In some California privacy cases, analytics trackers are in the crosshairs — and violators could be charged by the cookie

Illustration of a person looking at a digital version of themself on a computer screen.

“Why would I care about cookies?”

The question was one privacy lawyer Odia Kagan heard from a client back before January 2020 when California’s privacy law went into effect, and companies engaged in cookie tracking thought there might be more wiggle room with the law. Back then, said Kagan, who serves as chair of the GDPR compliance and international privacy practice group at Fox Rothschild, it wasn’t clear whether or not cookies or trackers were going to be an enforcement priority in California.

Now, as enforcement letters stream out to advertisers, social media sites, data brokers and ad tech firms from the California Attorney General’s office, it is clear that California Consumer Privacy Act enforcement is not just about data breaches. It’s about cookies and tracking technologies — including analytics trackers. And the penalties for violations could be steep.

CCPA-related enforcement letters sent to companies recently by Rob Bonta, the state’s AG, make clear his position that data tracking for advertising and analytics purposes, including cookie-based tracking, fits within the CCPA’s definition of a data “sale.” Multiple lawyers Digiday spoke to say letters companies have received, ask them to provide details about data sharing specifically in relation to their use of cookies and other tracking technologies for ads and analytics. 

These recent signals from the AG are “kind of narrowing down the gray area that some people were assuming,” said Kagan.

In addition to indicators from specific enforcement letters, lawyers are reading the tea leaves left in a series of generic CCPA case examples the agency published on July 19 which show evidence of enforcement around tracking for analytics purposes and opt-out notices. 

Analytics trackers are “definitely something to pay attention to”

In one case example published by the AG’s office, an unnamed social media firm was accused of non-compliance after sharing personal information about people’s website activities with third-party analytics providers without providing appropriate notice or opt-out capabilities. “After being notified of alleged noncompliance, the company updated its privacy policy and removed all third-party trackers from its app and website,” stated the case description.

This sign that data sharing via analytics trackers could constitute a data sale “is definitely something to pay attention to [because] this is something that the AG is looking at,” said Kagan.

Lee said there are a variety of factors the AG might take into consideration when assessing compliance when it comes to analytics trackers — such as which entities are involved in data flows, what analytics trackers are used for and whether they are tracking people across multiple sites or offline. “There is a lot of nuance in how these tools work, so it’s hard to create a bright line rule,” she said.

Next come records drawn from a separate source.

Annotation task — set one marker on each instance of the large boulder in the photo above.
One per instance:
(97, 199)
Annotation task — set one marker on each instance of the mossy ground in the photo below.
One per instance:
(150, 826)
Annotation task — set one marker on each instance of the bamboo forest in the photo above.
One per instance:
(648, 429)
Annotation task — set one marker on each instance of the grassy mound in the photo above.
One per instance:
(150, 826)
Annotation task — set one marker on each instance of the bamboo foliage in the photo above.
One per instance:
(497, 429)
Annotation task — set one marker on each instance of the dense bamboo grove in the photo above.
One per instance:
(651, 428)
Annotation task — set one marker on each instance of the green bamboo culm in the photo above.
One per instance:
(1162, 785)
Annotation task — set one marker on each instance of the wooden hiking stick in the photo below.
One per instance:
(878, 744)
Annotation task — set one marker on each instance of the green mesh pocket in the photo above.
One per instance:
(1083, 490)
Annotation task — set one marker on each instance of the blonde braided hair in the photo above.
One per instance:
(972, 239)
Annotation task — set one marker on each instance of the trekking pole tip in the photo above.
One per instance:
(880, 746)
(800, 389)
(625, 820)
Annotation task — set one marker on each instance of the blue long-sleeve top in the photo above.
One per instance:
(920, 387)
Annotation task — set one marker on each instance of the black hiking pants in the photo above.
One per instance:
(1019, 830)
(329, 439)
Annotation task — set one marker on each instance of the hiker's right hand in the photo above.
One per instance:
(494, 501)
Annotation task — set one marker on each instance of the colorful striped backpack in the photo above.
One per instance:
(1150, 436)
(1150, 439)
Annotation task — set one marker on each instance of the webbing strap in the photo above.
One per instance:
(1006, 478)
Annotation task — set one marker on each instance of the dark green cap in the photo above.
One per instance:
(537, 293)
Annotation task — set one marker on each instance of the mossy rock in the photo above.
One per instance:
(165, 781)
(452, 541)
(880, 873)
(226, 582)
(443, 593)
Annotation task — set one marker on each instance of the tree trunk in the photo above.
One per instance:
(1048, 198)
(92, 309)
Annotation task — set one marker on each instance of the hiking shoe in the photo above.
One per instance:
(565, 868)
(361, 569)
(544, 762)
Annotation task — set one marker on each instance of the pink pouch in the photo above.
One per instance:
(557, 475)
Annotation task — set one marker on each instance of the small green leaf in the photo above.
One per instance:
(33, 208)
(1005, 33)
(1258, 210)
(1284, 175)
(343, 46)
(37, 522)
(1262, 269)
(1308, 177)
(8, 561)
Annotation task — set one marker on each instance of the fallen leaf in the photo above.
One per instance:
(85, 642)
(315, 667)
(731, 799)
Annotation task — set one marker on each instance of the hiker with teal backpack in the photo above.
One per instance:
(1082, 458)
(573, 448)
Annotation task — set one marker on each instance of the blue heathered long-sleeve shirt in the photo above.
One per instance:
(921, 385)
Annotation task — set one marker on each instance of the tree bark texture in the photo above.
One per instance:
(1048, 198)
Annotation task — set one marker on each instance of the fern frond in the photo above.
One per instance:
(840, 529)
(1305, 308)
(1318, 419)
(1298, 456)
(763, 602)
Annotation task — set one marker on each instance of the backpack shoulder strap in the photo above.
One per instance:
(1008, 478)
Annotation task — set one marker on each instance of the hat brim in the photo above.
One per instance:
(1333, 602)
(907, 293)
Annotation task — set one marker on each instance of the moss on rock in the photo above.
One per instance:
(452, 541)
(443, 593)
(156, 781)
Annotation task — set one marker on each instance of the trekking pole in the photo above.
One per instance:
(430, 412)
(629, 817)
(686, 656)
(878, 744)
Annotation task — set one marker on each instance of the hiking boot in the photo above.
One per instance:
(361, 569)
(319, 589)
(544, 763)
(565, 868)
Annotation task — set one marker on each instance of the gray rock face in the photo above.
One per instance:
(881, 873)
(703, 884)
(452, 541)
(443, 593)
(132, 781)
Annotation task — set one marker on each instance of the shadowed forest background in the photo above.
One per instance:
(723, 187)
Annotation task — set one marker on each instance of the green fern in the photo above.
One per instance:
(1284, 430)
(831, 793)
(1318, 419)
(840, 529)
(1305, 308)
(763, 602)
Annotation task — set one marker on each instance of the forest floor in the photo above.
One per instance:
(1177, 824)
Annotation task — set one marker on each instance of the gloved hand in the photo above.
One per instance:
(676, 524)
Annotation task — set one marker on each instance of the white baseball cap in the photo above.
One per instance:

A separate violation for each cookie could add up

Much of the enforcement activity thus far revolves around so-called notice-to-cure letters which serve as fact-finders and warning notices to companies, asking for information and giving them a 30-day period during which they can work directly with the agency to make fixes that bring them into compliance with the law. But if companies using cookies and other trackers for ads or analytics fail to make necessary changes and are found in violation, the penalties could cost companies using tens of trackers a great deal, said one privacy lawyer who asked not to be named.

The state could charge companies for each individual instance of a cookie-related violation; for instance, it could charge for each time a California resident interacts with a website without proper notice or opt-out capabilities, said the lawyer, adding, “In cases like these, the number of violations may be large.” A big tally of violations can add up to high civil penalties. When violations are found to be unintentional, each one could result in a $2,500 fine. If found to be intentional, that fine soars to $7,500 for each violation.

“There is room for that interpretation in the statute, but I don’t know how the AG plans to calculate a ‘violation,'” said Jessica Lee, partner and co-chair of the privacy, security and data innovation practice group at law firm Loeb and Loeb.

The threat of counting each time a cookie is used as its own separate violation is probably more of a tactical means of incentivizing compliance than an actual plan for calculating penalties, said Alysa Hutnik, partner and chair of the privacy and security practice at law firm Kelley Drye and Warren.

She said it is “unlikely” that penalties would be assessed that way. However, she said California’s Department of Justice has “a fair amount of flexibility” in how it might tabulate penalties; for instance, it could base them on the number of days a company is non-compliant, or according to an amount of data records affected, she said.